Alfred de Vigny

François-Joseph Kinson. “Alfred de Vigny (1797-1863), en uniforme de gendarme de la maison du roi”. Huile sur toile. (Paris, musée Carnavalet, inv. P769)

Little interested in the monotonies of his military career, Alfred de Vigny published a first collection of poems, striking for their stripped down, powerful symbolism. Developing a theme of the misunderstood superior being, he gives voice to a pessimist Stoic philosophy. He then wrote several historical novels in which he defended the creative license of the poet, before achieving success with the stage play, Chatterton, in 1835. Largely out of step with his contemporaries, Vigny occupies a singular place within the landscape of Romanticism. While he appears to have been highly influential, he was never terribly popular, and had no immediate successor. The exceptional beauty of certain of his works, however, has ensured the poet lasting renown. 
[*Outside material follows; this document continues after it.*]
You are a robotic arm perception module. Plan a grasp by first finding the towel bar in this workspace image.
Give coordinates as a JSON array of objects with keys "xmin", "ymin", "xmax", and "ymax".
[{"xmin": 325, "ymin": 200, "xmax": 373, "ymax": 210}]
I LOVE through the deep woods, at close of day,
To hear the horn sounding the stag at bay,
Or hunter’s farewell note which
echo wakes, And the north wind through all the forest takes.
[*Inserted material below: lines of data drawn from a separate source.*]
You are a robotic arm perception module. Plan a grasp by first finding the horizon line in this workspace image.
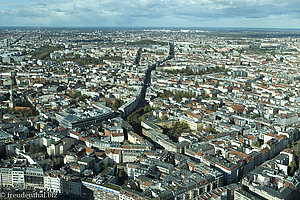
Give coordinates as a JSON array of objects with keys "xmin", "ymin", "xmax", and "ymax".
[{"xmin": 0, "ymin": 25, "xmax": 300, "ymax": 30}]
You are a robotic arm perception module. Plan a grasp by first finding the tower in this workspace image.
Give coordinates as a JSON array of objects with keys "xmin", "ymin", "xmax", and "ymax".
[{"xmin": 9, "ymin": 72, "xmax": 16, "ymax": 108}]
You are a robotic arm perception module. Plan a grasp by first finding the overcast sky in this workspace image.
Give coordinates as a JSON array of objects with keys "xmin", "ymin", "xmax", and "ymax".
[{"xmin": 0, "ymin": 0, "xmax": 300, "ymax": 28}]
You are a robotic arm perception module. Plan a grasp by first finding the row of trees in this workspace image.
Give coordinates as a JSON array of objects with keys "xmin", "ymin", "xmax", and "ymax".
[
  {"xmin": 164, "ymin": 67, "xmax": 228, "ymax": 75},
  {"xmin": 106, "ymin": 99, "xmax": 125, "ymax": 109},
  {"xmin": 127, "ymin": 105, "xmax": 153, "ymax": 133},
  {"xmin": 163, "ymin": 122, "xmax": 192, "ymax": 142},
  {"xmin": 159, "ymin": 91, "xmax": 197, "ymax": 103}
]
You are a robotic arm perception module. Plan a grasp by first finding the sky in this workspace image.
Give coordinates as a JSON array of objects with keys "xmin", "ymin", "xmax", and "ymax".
[{"xmin": 0, "ymin": 0, "xmax": 300, "ymax": 28}]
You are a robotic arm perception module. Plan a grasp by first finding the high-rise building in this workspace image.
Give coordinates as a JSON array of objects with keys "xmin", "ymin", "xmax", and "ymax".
[{"xmin": 3, "ymin": 39, "xmax": 9, "ymax": 47}]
How oft have I a midnight vigil kept,
And smiled to hear it, but more often wept!
It seemed the sound prophetic, which of old
Th’ approaching death of Paladins foretold.

O azure mountains, land which I adore,
Rocks of Frazona, summits of Marbore,
Cascades and torrents, urged by weights of snow,
Streams sprung from Pyrenean heights that flow,

Mounts both of frosts and flowers, where seasons meet,
Your brows of ice, of blooming meads your feet–
‘Tis there one ought to sit, and listen there
To the horn’s distant melancholy blare.

The traveller oft, when all around is still,
Loves with its brazen voice the night to fill;
While mingled with the cadence, all around,
Th’ harmonious bleatings of the flocks resound.

The doe attentive does not care to hide,
But hangs unmoved on the rocks’ craggy side;
The cascade joins (dashed from the heights along)
Its ceaseless plaint to the romantic song.

Souls of the warriors, are ye hither borne?
Is it your voice that mingles with the horn?
‘Ronceval’ echoes through the dismal vale!
Can grief great Roland’s spirit still assail?

[…]

Alfred de Vigny, Le Cor, 1825

Alcide-Joseph Lorentz (1813-1891). 
‘Of the comte de Vigny, when his so noble Muse deigns to grant us a bit of his verse so confused, she may to the vile respond that he’s excused, after all, noblesse-oblige no more.’ 
Lithographie parue dans Le Charivari, 17 juin 1842, (Paris, Maison de Balzac, inv.BAL614)

His long hair and dreamy expression identify him as a poet, however, with his coronet, his attendants and his carriage in the background, Alfred de Vigny is also presented as a pure aristocrat, which was unlikely to endear him to readers of the Charivari, a paper with republican leanings.